There’s room for newborn babies at Bethlehem’s Catholic hospital

Newborns at Betlehem hospital

For almost two millennia, Christian pilgrims have come to the Church of the Nativity in Bethlehem to pray, remembering the special place where Jesus Christ was born.  A half mile away from the Nativity Church, the Holy Family Hospital of Bethlehem also strives to be a special place for newborn babies, and their families.

“The doors are open to everyone, regardless of creed or need,” Michele Burke Bowe, a hospital board member who is president of the linked Holy Family Hospital of Bethlehem Foundation, told CNA. “The most important thing to know is that it’s a Catholic teaching hospital that’s 1,500 steps away from the manger where Christ was born.”

Beneath the Church of the Nativity is a large cave network, where Jesus Christ is said to have been born. According to the Gospel of Luke, Joseph and the Virgin Mary had to place Jesus in a manger because there was no room at an inn.

“To me it’s the most beautiful Catholic mission: to be able to say ‘yes, we have room,’ and to be able to take care of those babies and their mothers,” Bowe said.  Bowe, a mother of five and an economist by training, is originally from Washington, D.C. She also serves as an ambassador of the Order of Malta to the State of Palestine.

The Holy Family Hospital of Bethlehem was originally founded as a general hospital in the 1880s by the Daughters of Charity. It was forced to close in the mid-1980s. Later that decade, it re-opened as a maternity hospital, under the oversight of the Sovereign Military Order of Malta. The hospital now helps to deliver close to 4,500 babies per year. Most of the mothers are Muslim, while others are Palestinian Christians.

“The demand is just growing. We’re the only hospital that can care for any baby born before 32 weeks,” Bowe said.

The hospital has a capacity of 62 beds, including an 18-bed Neonatal Intensive Care Unit. It is the only health provider for high-risk pregnancies in the Bethlehem district in Palestine’s West Bank.  About ten percent of the hospital’s newborns must go to the NICU, a higher rate than regular hospitals because it accepts all cases with complications or emergencies. At the same time, the hospital has a very low mortality rate.

“The most important thing is that it’s Catholic and a teaching hospital,” Bowe said. And of course, ‘Catholic’ means that it’s pro-life. Every baby is resuscitated.” She recounted seeing dangerously low-weight newborns recover and go home with their parents.

“We’re saving a lot of lives. These babies and their mothers, in many cases, just wouldn’t live,” Bowe said. “It’s just such a miracle,” she added. “Our statistics are much better than you can hope for. I honestly think it’s the Blessed Mother who makes sure that things turn out right.”

At least half of patient costs are subsidized by the Holy Family Hospital Foundation, the Order of Malta and other benefactors.

“It’s very expensive to keep a baby in the NICU for five months,” Bowe said. “It makes no sense economically. But that’s why we’re there: to support people and give hope.”

Partnerships with a refugee camp’s women’s group employs two women to make hats for the newborns, knitted in a traditional Palestinian style.

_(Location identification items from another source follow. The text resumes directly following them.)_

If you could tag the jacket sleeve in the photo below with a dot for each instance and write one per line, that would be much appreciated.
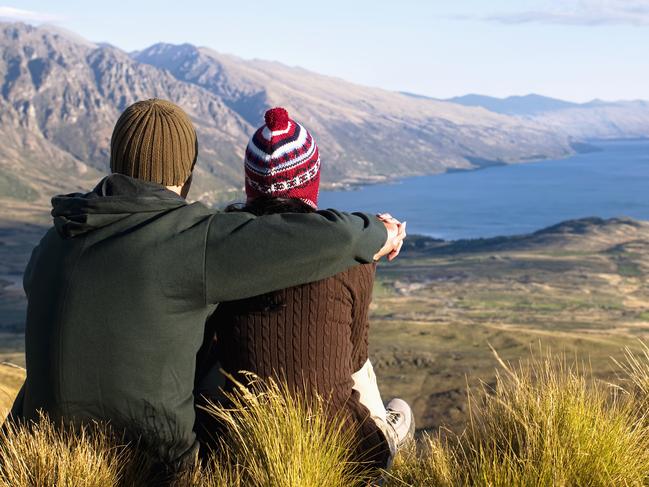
(247, 255)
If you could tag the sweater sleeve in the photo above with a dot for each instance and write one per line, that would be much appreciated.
(362, 292)
(247, 255)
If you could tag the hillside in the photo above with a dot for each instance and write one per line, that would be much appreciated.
(579, 287)
(60, 96)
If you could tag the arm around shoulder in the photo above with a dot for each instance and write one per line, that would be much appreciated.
(247, 255)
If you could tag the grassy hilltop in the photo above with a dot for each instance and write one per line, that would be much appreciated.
(575, 295)
(579, 287)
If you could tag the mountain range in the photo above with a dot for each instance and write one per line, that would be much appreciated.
(596, 119)
(60, 95)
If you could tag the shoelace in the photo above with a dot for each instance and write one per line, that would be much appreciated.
(393, 417)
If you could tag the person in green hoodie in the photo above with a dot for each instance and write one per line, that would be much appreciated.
(120, 288)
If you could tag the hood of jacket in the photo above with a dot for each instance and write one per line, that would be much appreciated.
(115, 197)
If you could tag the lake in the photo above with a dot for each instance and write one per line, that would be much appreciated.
(513, 199)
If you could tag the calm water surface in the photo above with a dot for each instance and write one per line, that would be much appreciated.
(508, 200)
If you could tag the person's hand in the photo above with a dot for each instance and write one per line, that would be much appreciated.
(396, 234)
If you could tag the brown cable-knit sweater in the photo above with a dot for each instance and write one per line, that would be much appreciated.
(313, 336)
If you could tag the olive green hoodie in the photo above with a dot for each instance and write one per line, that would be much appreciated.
(119, 290)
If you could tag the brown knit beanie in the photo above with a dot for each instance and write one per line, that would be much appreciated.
(154, 140)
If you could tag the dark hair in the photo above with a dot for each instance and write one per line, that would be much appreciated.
(267, 205)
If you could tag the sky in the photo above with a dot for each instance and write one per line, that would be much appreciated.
(576, 50)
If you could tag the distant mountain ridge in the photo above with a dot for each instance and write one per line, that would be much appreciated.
(60, 96)
(596, 119)
(531, 104)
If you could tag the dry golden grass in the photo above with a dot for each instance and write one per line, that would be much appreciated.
(546, 422)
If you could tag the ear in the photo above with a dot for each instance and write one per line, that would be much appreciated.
(184, 191)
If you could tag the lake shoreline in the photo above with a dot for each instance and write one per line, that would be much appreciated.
(512, 199)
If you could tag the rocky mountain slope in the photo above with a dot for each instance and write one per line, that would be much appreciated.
(60, 96)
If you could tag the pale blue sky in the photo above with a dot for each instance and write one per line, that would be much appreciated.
(571, 49)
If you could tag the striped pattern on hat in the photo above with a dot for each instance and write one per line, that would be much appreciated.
(282, 160)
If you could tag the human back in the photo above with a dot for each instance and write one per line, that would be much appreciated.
(119, 288)
(312, 337)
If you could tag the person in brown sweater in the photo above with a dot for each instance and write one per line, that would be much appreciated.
(313, 337)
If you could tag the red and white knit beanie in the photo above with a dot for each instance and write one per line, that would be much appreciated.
(282, 160)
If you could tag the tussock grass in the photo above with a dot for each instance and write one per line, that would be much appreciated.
(546, 422)
(41, 454)
(274, 439)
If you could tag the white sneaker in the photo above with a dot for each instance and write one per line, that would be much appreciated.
(401, 420)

“They’re very cute white hats,” said Bowe. “The babies are getting a free hat, which this time of year is quite cold. Central heating is rare.”

The hospital’s staff numbers about 20 consultant and resident doctors, as well as 80 midwives, nurses and other paramedical staff. All of these are Palestinian. Another 140 medical workers trained at the hospital have worked in Palestine over the years.

“When you put people together in the hospital, their goals are to provide the best care, the best, life-saving pro-life care, to the mothers and the babies,” she said.